Mumbai: The benchmark Sensex on 6 September regained its upward march, rising over 170 points on the Bombay Stock Exchange on revival of buying by funds in bank and cement stocks.
The BSE 30-share index, which yesterday snapped an eight-day rising streak, shot up by 170.16 points to end at 15,616.31. It touched a high of 15,637.73 and a low of 15,350.18 points during today’s trade, as the market remained volatile at the early stage.
The key-index rose to its highest level in more than a month as cement major ACC and private lender HDFC Ltd recorded hefty gains.
The National Stock Exchange index Nifty shot up by 42.75 points at 4,518.60. It touched the day’s high of 4,522.50 and a low of 4,445.55 points.
Marketmen said cement shares rose on speculation that imports from Pakistan won’t pose a threat to earnings.
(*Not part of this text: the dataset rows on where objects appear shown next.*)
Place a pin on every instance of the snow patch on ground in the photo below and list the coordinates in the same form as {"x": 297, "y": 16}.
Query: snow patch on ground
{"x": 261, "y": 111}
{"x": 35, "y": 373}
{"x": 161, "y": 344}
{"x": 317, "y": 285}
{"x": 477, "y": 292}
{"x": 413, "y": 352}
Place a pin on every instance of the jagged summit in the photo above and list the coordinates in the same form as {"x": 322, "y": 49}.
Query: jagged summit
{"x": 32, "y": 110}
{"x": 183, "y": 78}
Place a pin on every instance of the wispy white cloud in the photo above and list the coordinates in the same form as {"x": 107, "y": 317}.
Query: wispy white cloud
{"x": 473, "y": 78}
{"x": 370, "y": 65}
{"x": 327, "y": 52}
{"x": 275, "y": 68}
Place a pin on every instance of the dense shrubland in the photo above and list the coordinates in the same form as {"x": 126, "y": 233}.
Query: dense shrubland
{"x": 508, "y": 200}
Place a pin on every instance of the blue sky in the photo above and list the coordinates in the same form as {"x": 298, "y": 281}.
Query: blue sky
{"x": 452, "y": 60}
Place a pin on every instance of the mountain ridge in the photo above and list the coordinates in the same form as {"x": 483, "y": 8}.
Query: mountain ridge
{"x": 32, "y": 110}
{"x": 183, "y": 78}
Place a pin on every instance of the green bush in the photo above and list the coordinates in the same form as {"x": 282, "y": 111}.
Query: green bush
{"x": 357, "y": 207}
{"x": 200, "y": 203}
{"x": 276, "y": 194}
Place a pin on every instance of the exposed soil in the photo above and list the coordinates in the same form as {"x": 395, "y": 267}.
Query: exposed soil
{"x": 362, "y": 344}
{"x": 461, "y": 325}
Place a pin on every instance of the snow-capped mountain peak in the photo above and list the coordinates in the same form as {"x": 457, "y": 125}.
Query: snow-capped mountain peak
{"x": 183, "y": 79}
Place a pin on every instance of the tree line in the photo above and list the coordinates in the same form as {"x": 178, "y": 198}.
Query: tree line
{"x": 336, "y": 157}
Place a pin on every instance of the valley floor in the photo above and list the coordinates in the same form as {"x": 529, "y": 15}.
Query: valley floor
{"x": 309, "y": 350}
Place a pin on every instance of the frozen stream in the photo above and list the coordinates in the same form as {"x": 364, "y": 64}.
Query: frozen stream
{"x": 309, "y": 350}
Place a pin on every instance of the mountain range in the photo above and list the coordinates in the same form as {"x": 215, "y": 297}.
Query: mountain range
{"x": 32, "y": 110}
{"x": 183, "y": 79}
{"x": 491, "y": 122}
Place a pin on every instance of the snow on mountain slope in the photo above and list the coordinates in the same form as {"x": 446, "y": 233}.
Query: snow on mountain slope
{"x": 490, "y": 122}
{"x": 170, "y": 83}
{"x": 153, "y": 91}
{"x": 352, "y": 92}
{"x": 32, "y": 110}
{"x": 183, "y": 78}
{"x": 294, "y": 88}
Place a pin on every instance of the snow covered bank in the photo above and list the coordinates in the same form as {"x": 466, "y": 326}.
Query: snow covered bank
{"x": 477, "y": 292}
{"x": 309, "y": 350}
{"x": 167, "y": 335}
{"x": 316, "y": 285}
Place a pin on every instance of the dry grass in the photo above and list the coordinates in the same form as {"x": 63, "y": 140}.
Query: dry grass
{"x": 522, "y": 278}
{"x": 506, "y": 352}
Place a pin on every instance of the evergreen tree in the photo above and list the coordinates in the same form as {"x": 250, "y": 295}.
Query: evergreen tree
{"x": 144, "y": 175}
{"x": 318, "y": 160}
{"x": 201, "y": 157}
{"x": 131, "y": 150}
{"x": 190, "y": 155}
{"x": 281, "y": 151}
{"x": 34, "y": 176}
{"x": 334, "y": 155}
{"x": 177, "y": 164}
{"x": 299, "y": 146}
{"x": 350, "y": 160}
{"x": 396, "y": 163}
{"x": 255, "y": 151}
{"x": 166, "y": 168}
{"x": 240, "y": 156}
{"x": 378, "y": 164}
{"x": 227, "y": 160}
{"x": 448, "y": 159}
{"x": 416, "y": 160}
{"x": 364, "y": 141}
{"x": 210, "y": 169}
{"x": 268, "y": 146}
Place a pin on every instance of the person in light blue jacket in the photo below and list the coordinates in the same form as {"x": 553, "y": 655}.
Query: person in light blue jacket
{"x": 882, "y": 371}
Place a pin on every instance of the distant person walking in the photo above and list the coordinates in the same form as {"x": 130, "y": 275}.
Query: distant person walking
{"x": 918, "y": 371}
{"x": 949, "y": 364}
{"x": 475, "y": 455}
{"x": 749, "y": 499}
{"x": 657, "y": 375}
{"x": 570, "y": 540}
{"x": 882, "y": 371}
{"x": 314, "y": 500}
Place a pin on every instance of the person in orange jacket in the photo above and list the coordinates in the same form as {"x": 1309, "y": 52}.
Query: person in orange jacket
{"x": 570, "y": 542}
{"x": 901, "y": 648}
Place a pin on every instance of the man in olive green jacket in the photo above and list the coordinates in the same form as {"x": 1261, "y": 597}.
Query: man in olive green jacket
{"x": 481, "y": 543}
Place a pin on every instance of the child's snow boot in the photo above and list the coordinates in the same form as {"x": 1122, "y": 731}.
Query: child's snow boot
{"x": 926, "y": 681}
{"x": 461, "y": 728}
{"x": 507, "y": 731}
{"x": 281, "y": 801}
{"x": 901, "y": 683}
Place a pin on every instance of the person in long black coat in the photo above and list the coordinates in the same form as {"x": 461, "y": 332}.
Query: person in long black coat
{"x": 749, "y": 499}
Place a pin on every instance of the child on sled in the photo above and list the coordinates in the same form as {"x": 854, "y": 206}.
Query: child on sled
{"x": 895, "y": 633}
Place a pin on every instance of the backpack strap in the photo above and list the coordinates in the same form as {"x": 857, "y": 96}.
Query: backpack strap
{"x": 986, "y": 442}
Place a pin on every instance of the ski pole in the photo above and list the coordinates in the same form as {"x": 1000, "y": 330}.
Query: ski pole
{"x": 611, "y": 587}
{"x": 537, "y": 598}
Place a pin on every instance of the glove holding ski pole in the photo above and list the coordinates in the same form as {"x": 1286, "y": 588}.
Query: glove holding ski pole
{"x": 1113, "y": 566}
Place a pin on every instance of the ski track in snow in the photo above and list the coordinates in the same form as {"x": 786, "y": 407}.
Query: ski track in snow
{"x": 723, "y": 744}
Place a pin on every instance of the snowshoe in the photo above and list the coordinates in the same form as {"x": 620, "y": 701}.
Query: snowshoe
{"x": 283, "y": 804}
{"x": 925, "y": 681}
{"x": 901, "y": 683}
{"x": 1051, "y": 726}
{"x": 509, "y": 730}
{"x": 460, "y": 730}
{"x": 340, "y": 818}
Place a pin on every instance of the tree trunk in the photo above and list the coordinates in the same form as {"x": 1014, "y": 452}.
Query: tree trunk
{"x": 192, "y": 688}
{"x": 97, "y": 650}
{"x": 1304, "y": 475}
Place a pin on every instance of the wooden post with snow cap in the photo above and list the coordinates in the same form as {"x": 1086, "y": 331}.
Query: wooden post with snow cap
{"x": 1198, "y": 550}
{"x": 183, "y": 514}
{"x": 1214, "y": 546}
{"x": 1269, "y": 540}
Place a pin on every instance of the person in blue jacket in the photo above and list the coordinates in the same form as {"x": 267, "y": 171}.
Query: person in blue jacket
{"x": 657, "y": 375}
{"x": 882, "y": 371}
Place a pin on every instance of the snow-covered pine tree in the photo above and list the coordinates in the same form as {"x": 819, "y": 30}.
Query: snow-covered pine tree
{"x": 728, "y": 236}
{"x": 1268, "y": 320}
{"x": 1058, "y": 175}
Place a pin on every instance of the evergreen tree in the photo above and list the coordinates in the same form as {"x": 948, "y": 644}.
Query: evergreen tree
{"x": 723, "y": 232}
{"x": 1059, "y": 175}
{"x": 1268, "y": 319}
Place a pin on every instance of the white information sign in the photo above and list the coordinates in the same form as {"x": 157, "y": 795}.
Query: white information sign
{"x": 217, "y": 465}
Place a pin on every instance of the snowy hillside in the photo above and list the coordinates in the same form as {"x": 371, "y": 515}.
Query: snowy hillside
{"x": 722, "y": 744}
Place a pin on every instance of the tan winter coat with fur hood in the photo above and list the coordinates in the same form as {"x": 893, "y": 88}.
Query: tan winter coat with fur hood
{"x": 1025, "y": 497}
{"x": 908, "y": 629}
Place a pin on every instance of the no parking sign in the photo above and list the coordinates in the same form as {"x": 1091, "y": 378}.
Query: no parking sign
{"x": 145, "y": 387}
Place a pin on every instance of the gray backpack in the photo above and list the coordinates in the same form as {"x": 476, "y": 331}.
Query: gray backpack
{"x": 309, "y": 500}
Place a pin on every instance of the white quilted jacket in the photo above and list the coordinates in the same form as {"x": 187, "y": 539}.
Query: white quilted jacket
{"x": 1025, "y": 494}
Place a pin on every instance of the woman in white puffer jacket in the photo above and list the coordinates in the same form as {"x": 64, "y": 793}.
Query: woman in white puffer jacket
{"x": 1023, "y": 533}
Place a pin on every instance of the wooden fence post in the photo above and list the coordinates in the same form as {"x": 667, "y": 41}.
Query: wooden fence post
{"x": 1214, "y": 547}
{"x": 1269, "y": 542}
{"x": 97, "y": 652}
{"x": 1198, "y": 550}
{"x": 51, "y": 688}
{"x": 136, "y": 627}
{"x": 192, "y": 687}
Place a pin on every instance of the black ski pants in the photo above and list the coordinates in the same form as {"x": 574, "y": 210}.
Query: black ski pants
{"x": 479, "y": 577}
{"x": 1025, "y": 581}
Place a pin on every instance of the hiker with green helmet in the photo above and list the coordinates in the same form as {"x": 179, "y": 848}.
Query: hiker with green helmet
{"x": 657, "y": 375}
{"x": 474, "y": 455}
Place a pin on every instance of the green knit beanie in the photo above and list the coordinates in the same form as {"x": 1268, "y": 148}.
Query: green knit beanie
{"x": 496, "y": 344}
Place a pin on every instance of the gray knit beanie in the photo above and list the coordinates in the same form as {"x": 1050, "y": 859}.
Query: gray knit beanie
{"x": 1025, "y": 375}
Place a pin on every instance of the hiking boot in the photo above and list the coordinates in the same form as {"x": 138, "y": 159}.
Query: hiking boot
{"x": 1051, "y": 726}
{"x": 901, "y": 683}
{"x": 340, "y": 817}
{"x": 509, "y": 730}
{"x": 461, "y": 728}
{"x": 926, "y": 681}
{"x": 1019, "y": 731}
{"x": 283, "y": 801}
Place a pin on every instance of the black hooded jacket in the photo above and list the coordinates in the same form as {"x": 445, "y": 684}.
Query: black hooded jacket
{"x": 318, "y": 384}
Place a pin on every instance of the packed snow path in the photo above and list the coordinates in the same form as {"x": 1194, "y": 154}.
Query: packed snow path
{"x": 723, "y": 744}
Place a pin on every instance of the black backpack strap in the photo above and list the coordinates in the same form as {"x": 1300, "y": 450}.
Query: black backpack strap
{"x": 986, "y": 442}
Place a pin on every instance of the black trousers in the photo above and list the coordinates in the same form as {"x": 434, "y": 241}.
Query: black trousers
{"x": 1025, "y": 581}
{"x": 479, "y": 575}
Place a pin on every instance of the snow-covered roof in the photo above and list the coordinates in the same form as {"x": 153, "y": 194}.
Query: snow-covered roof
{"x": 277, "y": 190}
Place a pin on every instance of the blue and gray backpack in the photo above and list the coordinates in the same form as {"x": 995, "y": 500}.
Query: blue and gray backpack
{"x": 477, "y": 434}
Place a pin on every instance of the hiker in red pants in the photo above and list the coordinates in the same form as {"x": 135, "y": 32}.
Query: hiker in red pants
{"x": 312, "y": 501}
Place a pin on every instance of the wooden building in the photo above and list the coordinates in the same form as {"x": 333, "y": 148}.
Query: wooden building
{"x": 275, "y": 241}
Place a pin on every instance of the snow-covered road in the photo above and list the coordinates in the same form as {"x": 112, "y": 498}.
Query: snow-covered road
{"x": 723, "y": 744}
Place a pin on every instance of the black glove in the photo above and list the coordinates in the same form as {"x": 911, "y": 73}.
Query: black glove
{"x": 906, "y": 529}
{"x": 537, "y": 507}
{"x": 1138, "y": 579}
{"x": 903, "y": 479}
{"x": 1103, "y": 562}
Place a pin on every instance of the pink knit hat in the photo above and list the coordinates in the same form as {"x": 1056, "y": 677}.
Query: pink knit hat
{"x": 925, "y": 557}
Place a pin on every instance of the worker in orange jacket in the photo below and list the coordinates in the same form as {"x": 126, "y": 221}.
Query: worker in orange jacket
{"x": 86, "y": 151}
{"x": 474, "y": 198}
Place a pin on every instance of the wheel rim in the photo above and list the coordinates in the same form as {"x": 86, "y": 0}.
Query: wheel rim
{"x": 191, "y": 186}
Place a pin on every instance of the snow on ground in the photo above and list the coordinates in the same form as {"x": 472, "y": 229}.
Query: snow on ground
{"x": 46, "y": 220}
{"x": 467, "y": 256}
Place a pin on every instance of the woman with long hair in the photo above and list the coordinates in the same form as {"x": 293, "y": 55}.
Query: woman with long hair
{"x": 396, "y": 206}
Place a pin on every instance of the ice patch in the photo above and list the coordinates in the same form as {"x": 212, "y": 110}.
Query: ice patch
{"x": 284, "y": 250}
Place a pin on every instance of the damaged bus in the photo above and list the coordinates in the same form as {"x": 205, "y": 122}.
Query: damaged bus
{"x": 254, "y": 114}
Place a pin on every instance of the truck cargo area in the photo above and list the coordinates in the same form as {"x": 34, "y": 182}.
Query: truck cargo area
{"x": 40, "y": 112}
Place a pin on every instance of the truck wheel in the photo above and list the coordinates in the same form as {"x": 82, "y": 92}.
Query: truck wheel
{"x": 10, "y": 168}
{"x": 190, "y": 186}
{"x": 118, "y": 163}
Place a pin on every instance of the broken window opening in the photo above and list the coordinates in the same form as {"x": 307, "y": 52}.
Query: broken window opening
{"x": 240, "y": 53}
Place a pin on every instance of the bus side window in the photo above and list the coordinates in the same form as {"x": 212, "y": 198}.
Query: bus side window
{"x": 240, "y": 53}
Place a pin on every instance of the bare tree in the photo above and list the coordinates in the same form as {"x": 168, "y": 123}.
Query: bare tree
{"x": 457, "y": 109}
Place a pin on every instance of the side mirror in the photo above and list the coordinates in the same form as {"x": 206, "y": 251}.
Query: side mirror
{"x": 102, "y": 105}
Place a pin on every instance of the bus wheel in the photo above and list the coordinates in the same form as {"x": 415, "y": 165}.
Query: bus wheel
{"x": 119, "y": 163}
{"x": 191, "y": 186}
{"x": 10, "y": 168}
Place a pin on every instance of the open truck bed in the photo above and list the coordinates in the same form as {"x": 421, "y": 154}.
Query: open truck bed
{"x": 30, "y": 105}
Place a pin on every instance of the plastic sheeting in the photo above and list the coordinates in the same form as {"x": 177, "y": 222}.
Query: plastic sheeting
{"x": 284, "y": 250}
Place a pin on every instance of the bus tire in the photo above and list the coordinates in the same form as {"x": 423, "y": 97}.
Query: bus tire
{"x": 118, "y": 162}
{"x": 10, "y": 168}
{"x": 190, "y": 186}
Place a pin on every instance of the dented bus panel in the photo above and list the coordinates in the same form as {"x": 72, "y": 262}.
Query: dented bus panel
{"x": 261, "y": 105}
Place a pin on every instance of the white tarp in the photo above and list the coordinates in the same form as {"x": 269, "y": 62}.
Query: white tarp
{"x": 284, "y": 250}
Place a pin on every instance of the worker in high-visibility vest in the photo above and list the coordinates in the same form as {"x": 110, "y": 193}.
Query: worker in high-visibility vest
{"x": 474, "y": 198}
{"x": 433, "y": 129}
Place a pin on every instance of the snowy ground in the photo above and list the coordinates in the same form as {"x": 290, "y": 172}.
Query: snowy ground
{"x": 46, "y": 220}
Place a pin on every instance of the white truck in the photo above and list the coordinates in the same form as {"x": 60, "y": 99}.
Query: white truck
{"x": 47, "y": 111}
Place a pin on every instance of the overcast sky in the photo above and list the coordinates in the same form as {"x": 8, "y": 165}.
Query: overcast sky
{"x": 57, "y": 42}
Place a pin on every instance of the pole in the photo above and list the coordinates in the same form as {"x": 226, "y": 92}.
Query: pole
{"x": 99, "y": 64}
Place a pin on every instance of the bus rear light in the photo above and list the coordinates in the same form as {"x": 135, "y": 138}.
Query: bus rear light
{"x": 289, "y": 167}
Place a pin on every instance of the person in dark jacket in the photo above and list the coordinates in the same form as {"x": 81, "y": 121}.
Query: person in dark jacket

ACC, the country’s largest cement maker, added Rs19.80 at Rs1,102.20, followed by the third-largest Grasim Industries, which rose by Rs121.20 at Rs3,177.35. Ambuja Cements rose by Rs3.15 to Rs141.
However, banking stocks turned out to be the biggest gainers with the banking index gaining 92.43 points at 8,110.85.
The stock markets overcame initial weakness and showed signs of consolidation with the benchmark Sensex gaining 49.30 points in morning trading on the back of consistent FII inflows amid bearish global cues.
The Bombay Stock Exchange (BSE) 30-share barometer opened lower at 15,383.18 and dropped to a low of 15,350.18 during the initial five minutes of trading, a fall of 95.97 points from yesterday’s close of 15,446.15.
The Sensex, however, recovered smartly and touched a high of 15,495.45 before being quoted at 15,482.06 at 10.30 am.
Foreign Institutional Investors (FIIs) pumped in nearly Rs2,172 crore in equity in last four days since 31 August.
Global markets, however, remained under pressure on concerns about a fresh housing slump in the US spreading into the job market and slow down in consumer spending.